2
votes

I'm trying to create parquet files for several days locally. The first time I run the code, everything works fine. The second time it fails to delete a file. The third time it fails to delete another file. It's totally random which file can not be deleted.

The reason I need this to work is because I want to create parquet files everyday for the last seven days. So the parquet files that are already there should be overwritten with the updated data.

I use Project SDK 1.8, Scala version 2.11.8 and Spark version 2.0.2.

After running that line of code the second time:

newDF.repartition(1).write.mode(SaveMode.Overwrite).parquet(
    OutputFilePath + "/day=" + DateOfData)

this error occurs:

WARN FileUtil: 
Failed to delete file or dir [C:\Users\...\day=2018-07-15\._SUCCESS.crc]: 
it still exists.
Exception in thread "main" java.io.IOException: 
Unable to clear output directory file:/C:/Users/.../day=2018-07-15 
prior to writing to it
    at org.apache.spark.sql.execution.datasources.InsertIntoHadoopFsRelationCommand.run(InsertIntoHadoopFsRelationCommand.scala:91)

After the third time:

WARN FileUtil: Failed to delete file or dir 
[C:\Users\day=2018-07-20\part-r-00000-8d1a2bde-c39a-47b2-81bb-decdef8ea2f9.snappy.parquet]: it still exists.
Exception in thread "main" java.io.IOException: Unable to clear output directory file:/C:/Users/day=2018-07-20 prior to writing to it
    at org.apache.spark.sql.execution.datasources.InsertIntoHadoopFsRelationCommand.run(InsertIntoHadoopFsRelationCommand.scala:91)
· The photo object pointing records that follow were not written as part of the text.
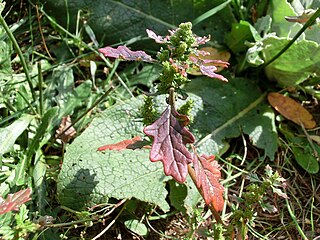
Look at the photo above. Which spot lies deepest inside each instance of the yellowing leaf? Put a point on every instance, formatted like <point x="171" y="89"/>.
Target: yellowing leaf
<point x="291" y="110"/>
<point x="214" y="54"/>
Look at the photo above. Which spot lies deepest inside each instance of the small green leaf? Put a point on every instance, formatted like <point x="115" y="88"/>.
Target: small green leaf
<point x="299" y="62"/>
<point x="240" y="33"/>
<point x="137" y="227"/>
<point x="178" y="193"/>
<point x="278" y="9"/>
<point x="304" y="154"/>
<point x="39" y="172"/>
<point x="225" y="111"/>
<point x="9" y="134"/>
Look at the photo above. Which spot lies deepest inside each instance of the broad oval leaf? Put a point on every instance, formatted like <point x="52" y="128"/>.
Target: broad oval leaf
<point x="90" y="177"/>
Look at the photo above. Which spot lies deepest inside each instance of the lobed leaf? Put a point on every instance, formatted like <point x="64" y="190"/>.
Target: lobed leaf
<point x="169" y="139"/>
<point x="207" y="178"/>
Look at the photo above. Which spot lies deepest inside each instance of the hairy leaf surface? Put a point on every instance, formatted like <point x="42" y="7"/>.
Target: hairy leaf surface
<point x="90" y="177"/>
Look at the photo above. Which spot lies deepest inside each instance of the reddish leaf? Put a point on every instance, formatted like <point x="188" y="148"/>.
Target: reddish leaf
<point x="125" y="144"/>
<point x="14" y="201"/>
<point x="169" y="139"/>
<point x="207" y="178"/>
<point x="125" y="53"/>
As you see it's another file than the second time running the code. And so on.. After deleting the files manually all parquet files can be created.

Does somebody know that issue and how to fix it?

Edit: It's always a crc-file that can't be deleted.

3
I think , You are trying to write in same file from which you are reading. - Manoj Kumar Dhakad
Hey, thanks for your answer. I don't think this is possible. I have: "pathInputFilePath = "C:\\Users\\IdeaProjects\\raw_data\\" "OutputFilePath = "C:\\Users\\IdeaProjects\\prepared_ssp_data\\" and I read the csv into a dataframe. I don't understand how it will read while writing? - Lisa

3 Answers

1
votes

Thanks for your answers. :) The solution is not to write in the Users directory. There seems to be a permission problem. So I created a new folder in the C: directory and it works perfect.

0
votes

Perhaps another Windows process has a lock on the file so it can't be deleted.

0
votes

this problem occurs when you open the destination directory in windows. You just need to close the directory.